Pointwise convergence in Holder space

Question

Throughout, we denote $C^\alpha$ for $\alpha \in (0,1]$ is the collection of real functions on the domain $[0,1]$ with Holder continuity of $\alpha$, i.e. if $f\in C^\alpha$, we have its norm $$|f|_\alpha = \sup_{[0,1]} |f| + \sup_{x\neq y \in [0,1]} \frac{|f(x) - f(y)|}{|x- y|^\alpha}$$ I want to know if the following claim is true, if not, a counter-example is desirable.

[Claim 1] Let $|f_n|_\alpha <1$, and $\lim_n f_n(x) = 0$ for all $x\in [0,1]$. Then $f_n\to 0$ in $C^\alpha$.

The following weaker result seems correct, please check.

[Claim 2] Let $|f_n|_\alpha <1$, and $\lim_n f_n(x) = 0$ for all $x\in [0,1]$. Then $f_n\to 0$ in $C^\beta$ for all $\beta\in (0, \alpha)$

Proof of [Claim 2]. A bounded set in $C^\alpha$ is precompact in $C^\beta$. Thus, any subsequence has its own subsequence $f_{n_k} \to g$ in $C^\beta$. By pointwise convergence, we must have $g= 0$. QED

Answer 1

The proof of your second claim is correct. For the first one, consider the function $f_n$ whose graph is the linear interpolation of the points $(0,0$, $(2^{-n},2^{-n\alpha})$, $(2^{-n+1},0)$ and $(1,0)$. Then the $C^\alpha$-norm of $f_n$ is $1$, we have $\left\lvert f_n(x)\right\rvert\leqslant 2^{-n\alpha}$ for all $x$.

Answer 2

The second claim is correct, as well as the proof.

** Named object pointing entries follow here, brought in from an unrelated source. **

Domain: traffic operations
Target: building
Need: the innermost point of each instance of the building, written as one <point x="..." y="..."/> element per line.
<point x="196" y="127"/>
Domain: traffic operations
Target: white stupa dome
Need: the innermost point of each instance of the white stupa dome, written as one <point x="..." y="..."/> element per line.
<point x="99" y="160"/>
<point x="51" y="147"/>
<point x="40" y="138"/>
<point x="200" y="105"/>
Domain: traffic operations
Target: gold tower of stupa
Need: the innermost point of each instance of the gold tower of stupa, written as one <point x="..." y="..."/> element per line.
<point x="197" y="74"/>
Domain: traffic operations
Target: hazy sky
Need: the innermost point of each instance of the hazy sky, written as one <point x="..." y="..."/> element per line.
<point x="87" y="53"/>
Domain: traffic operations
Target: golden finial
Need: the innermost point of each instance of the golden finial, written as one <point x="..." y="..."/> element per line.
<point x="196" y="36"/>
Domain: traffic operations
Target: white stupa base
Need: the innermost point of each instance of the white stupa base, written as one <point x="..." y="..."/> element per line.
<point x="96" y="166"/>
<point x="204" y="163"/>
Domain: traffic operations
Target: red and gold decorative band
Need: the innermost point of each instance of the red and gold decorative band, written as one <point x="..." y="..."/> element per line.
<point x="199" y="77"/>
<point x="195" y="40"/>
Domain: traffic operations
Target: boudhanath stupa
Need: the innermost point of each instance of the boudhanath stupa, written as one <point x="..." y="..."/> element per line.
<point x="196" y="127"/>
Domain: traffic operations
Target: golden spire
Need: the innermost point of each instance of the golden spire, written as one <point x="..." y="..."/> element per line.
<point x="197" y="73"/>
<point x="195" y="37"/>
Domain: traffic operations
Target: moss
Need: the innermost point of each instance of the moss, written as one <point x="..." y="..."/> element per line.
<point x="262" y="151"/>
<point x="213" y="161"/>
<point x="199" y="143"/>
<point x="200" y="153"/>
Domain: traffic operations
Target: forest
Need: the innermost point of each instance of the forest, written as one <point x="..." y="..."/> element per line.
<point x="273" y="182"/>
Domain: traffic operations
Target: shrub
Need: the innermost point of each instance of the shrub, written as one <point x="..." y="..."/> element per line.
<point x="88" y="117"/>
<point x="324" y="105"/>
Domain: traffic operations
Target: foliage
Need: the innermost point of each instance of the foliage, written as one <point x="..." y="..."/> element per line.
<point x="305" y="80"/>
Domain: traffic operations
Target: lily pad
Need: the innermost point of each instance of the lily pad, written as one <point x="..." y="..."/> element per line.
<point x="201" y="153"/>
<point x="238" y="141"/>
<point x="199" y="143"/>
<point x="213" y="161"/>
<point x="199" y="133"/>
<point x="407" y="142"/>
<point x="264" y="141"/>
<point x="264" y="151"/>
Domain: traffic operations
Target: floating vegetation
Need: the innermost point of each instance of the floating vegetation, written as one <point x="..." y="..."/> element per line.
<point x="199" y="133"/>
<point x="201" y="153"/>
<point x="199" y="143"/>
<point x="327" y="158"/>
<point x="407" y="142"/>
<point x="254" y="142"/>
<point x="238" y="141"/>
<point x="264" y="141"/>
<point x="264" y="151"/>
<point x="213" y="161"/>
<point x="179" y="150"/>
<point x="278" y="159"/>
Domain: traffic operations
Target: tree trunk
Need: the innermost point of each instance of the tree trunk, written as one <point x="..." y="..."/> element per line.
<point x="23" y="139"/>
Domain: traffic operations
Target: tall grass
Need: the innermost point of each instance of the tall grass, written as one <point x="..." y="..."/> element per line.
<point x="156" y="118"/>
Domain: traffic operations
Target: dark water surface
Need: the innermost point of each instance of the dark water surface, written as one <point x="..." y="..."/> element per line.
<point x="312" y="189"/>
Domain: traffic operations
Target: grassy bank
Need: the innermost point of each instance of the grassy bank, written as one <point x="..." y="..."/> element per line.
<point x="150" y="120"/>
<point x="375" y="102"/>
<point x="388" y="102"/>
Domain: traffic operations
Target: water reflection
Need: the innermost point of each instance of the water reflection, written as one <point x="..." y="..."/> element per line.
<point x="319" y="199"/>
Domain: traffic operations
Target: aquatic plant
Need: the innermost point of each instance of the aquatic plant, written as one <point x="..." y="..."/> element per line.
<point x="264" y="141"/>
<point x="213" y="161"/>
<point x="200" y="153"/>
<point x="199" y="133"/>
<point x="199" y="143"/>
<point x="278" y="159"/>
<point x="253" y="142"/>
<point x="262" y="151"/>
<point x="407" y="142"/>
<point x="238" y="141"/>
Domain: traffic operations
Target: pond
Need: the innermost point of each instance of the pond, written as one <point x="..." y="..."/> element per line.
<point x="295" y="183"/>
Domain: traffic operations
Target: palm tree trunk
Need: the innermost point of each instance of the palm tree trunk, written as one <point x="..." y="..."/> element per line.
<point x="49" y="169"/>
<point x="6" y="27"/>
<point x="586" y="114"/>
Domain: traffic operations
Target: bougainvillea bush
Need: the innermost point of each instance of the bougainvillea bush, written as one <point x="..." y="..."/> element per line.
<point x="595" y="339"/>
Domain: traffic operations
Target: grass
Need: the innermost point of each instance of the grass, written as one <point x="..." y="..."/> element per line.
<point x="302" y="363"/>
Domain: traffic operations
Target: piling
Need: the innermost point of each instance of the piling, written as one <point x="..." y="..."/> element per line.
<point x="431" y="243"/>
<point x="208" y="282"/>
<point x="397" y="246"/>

As for the first term consider the case $\alpha = 1$ and the sequence $$f^n(x) = \frac{1}{n}cos(nx)$$ Clearly $f^n \to 0$ in $\|\cdot \|_{\infty.}$ On the other side we also have that $$ \sup_{x \neq y} \frac{|f^n(x) -f^n(y)|}{|x-y|} = 1 $$ for every $n$. Indeed $$\frac{d}{dx}f^n \Big(\frac{\pi}{2n}\Big) = -1.$$ So the Holder seminorm does not converge to zero.